By Michael Rubin, MD
Professor of Clinical Neurology, Weill Cornell Medical College
SYNOPSIS: First-line therapy for chronic inflammatory demyelinating polyneuropathy is intravenous immunoglobulin (IVIG), but the timing and method for withdrawal of this treatment are uncertain. In a retrospective review of stable patients on IVIG, investigators at the National Hospital in London observed that there was no significant difference in the likelihood of deterioration or response to retreatment if IVIG was stopped abruptly or tapered slowly.
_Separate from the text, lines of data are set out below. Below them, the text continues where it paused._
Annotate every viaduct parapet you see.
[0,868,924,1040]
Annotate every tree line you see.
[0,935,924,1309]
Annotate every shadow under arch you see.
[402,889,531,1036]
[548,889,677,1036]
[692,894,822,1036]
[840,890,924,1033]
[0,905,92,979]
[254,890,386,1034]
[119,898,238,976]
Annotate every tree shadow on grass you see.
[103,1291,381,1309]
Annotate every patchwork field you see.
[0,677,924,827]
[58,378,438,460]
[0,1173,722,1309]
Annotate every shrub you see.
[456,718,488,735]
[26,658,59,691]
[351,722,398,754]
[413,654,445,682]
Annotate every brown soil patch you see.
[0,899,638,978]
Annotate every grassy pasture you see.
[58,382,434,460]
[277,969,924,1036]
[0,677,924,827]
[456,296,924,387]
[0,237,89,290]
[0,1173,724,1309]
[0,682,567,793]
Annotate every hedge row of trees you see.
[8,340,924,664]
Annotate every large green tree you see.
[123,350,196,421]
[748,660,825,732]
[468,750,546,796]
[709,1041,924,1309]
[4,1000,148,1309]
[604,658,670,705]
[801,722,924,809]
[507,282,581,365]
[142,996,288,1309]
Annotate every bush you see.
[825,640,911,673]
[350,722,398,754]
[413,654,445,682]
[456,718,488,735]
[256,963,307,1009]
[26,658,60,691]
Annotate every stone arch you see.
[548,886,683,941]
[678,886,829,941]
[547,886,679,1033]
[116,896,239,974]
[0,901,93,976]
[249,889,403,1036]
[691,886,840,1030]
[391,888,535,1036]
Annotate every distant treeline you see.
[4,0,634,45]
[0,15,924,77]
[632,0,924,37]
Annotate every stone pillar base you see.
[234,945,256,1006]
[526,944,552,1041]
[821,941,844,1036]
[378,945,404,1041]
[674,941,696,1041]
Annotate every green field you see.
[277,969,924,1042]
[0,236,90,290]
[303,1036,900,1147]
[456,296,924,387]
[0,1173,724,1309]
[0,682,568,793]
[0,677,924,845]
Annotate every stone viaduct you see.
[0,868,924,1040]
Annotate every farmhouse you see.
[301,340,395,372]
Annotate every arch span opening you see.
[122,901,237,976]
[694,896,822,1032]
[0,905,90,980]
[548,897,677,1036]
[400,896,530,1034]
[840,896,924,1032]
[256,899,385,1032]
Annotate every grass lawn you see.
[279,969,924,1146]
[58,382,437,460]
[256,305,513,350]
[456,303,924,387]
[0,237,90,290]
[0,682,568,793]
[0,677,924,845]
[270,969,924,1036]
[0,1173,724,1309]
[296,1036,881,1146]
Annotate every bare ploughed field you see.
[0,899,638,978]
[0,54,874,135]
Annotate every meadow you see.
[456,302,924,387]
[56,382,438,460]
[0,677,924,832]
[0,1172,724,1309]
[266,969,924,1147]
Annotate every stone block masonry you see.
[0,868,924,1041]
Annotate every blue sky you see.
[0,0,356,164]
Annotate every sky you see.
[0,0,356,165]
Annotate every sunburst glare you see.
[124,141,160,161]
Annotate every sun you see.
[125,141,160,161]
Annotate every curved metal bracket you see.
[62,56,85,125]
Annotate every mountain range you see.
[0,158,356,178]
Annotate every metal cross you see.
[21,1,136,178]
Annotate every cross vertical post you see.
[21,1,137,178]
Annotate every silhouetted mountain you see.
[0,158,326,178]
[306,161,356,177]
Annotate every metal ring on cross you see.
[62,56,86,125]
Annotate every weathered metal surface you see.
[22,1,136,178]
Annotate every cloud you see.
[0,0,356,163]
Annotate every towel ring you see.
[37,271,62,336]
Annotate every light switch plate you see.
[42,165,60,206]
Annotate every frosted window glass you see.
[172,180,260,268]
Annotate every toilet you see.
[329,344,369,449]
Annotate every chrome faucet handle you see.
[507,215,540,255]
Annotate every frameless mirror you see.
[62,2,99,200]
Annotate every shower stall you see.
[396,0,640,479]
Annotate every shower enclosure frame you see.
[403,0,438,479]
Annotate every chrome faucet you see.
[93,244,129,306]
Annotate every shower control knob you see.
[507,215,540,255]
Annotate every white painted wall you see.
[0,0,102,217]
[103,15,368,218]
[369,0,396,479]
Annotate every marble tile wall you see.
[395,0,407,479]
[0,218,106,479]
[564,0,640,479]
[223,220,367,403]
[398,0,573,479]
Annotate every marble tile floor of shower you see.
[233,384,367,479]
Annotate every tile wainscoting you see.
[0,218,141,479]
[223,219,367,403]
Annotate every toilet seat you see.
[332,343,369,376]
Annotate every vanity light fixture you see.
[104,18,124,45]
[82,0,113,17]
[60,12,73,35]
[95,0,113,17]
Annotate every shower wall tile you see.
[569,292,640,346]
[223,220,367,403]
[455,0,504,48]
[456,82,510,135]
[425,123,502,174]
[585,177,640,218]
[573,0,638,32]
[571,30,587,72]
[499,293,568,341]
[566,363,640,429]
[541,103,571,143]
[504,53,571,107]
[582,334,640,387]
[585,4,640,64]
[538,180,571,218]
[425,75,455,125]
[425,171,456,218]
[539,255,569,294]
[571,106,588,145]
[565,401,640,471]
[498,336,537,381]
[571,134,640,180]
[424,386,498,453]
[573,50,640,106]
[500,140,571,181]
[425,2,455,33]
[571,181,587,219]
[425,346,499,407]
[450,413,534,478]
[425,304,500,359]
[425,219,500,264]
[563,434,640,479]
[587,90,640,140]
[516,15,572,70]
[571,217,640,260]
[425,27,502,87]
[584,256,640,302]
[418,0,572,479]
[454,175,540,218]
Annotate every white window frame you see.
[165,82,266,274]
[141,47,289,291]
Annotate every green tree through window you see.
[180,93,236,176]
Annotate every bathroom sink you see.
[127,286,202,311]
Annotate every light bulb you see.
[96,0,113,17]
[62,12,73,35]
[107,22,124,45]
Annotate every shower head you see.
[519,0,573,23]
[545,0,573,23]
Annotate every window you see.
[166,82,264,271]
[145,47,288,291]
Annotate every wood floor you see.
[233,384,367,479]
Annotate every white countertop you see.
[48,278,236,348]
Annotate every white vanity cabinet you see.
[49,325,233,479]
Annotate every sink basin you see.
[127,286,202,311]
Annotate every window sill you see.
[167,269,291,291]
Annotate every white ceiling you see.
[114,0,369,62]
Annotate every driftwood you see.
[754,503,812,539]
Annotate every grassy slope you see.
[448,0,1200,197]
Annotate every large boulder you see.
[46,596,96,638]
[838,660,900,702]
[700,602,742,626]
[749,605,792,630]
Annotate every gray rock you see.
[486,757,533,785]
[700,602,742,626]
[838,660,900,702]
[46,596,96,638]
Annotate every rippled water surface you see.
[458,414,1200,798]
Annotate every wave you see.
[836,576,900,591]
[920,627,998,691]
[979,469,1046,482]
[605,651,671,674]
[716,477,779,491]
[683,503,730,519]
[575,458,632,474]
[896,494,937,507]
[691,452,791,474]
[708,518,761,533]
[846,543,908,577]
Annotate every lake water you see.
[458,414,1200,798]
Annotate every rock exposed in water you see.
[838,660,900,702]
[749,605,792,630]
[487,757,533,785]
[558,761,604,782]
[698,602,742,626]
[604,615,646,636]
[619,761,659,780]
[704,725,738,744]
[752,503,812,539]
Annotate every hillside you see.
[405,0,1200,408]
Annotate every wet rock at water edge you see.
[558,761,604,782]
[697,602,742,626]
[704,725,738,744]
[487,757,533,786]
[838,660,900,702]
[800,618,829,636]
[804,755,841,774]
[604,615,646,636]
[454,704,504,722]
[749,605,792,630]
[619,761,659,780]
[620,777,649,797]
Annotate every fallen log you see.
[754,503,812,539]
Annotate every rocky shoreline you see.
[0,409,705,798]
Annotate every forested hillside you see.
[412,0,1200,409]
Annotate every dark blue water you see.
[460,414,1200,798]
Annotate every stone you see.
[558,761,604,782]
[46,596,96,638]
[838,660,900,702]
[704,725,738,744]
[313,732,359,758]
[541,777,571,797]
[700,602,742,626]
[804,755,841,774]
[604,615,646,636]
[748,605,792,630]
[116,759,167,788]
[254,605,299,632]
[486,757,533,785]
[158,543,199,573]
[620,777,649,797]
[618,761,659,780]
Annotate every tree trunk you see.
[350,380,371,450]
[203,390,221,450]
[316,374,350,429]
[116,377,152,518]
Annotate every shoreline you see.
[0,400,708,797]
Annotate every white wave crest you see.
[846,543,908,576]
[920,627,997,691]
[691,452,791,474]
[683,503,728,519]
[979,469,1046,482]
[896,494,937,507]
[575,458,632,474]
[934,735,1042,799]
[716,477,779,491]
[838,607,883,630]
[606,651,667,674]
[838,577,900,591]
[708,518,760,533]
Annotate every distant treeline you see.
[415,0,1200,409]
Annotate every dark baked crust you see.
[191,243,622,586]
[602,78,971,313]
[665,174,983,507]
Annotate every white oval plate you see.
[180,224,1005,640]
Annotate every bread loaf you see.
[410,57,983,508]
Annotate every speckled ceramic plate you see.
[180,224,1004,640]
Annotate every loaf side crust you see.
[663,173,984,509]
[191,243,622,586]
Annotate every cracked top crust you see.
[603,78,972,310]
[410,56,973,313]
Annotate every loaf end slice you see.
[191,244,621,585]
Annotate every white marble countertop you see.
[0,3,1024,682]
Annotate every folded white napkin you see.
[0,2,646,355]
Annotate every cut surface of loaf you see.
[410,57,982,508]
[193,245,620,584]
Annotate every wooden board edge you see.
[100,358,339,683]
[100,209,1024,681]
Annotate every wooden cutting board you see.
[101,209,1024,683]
SOURCE: Kapoor M, Compton L, Rossor A, et al. An approach to assessing immunoglobulin dependence in chronic inflammatory demyelinating inflammatory polyneuropathy. J Peripher Nerv Syst 2021;26:461-468.
Intravenous immunoglobulin (IVIG), which is easy to administer compared to plasma exchange and has a more rapid response compared to glucocorticoids, is effective treatment for chronic inflammatory demyelinating polyneuropathy (CIDP). Improvement within one month is significantly higher with IVIG compared to placebo (44% vs. 26%), the relapse rate is significantly lower (13% IVIG vs. 45% placebo), and IVIG provides a longer time until relapse.
Unfortunately, treatment with IVIG alone usually does not result in remission. Of the 75% of patients who will improve initially, 85% will require maintenance treatment, with only about 15% able to stop IVIG after two to three years. When a patient is doing well on maintenance IVIG, how may one best assess disease activity? In a stabilized patient, should IVIG be stopped abruptly or should gradual dose reduction be pursued?
Using European Federation of Neurological Societies/Peripheral Nervous System guidelines, investigators retrospectively identified all CIDP patients seen between 2008 and 2018 at the National Hospital of Neurology and Neurosurgery, London, in whom IVIG dependence was tested either by gradual dose reduction or immediate treatment cessation.
Data collected included disease duration, clinical and neurophysiological information, and IVIG maintenance regimen. Baseline and follow-up outcome measures were obtained in response to an IVIG dependence challenge, with IVIG restarted if IVIG dependence was determined. IVIG independence (remission) was defined as absence of deterioration for at least two years following discontinuation of IVIG, with patients evaluated at six- to 12-month intervals.
Outcome measures included the Inflammatory Rasch-built Overall Disability Scale (I-RODS) and the Medical Research Council sum score. Statistical analysis comprised Mann-Whitney U tests and Fisher’s exact tests, with two-tailed P values < 0.05 deemed significant.
Among 33 stable CIDP patients on IVIG maintenance therapy who underwent at least one IVIG dependence challenge between 2008 and 2018, 16 (48.4%) underwent treatment cessation and 17 (51.2%) underwent gradual dose reduction. When evaluating the entire group (33 patients), 21 (63.6%) were deemed to have active disease and were IVIG dependent, and 12 (36.4%) were in remission without the need for further IVIG, with similar proportions from each group.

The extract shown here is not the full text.